Even if we are sure that the example8 will not be interrupted by asynchronous exceptions, there is still a potential resource leak here: the timeout exception might be raised just after we leave the mask_ scope from openHandshake but just before we leave the timeout scope. If we are sure we don’t need to worry about other asynchronous exceptions we can write

example8 :: IO ()
example8 = do
  s <- mask_ $ timeout someTimeout $ openHandshake'
  case ms of
    Just s  -> closeSocket s
    Nothing -> return ()

although of course it might be better to simply write

example8 :: IO ()
example8 = 
  bracket (timeout someTimeout $ openHandshake')
          (\ms -> case ms of Just s  -> closeSocket s
                             Nothing -> return ())
          (\_ -> return ())

Conclusions

Making sure that resources are properly deallocated in the presence of asynchronous exceptions is difficult. It is very important to make sure that asynchronous exceptions are masked at crucial points; unmasking them at the point of calling a resource allocation function is not safe. If you nevertheless want to be able to timeout resource allocation, you need to make your resource allocation function interruptible.

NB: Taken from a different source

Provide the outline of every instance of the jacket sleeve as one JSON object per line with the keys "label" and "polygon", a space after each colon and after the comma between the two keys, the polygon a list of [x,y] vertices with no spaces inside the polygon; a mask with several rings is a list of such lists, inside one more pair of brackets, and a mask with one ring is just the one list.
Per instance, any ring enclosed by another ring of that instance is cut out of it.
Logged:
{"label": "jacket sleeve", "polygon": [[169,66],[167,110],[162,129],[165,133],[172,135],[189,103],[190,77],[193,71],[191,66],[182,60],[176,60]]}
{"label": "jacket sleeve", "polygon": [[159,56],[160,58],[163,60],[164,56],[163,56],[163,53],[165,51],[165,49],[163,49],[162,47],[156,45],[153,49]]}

For completeness’ sake, there are some other solutions that avoid the use of unsafeUnmask. One option is to thread the restore argument through (and compose multiple restore arguments if there are multiple nested calls to mask). This requires resource allocations to have a different signature, however, and it is very error prone: a single mask somewhere along the call chain where we forget to thread through the restore argument will mean the code is no longer interruptible. The other option is to run the code that we want to be interruptible in a separate thread, and wait for the thread to finish with, for example, a takeMVar. Getting this right is however no easy task, and it doesn’t change anything fundamentally anyway: rather than using unsafeUnmask we are now using a primitive interruptible operation; either way we introduce the possibility of exceptions even in the scope of mask_.

Finally, when your application does not fit the bracket pattern we have been using (implicitly or explicitly), you may want to have a look at resourcet and pipes or conduit, or my talk Lazy I/O and Alternatives in Haskell.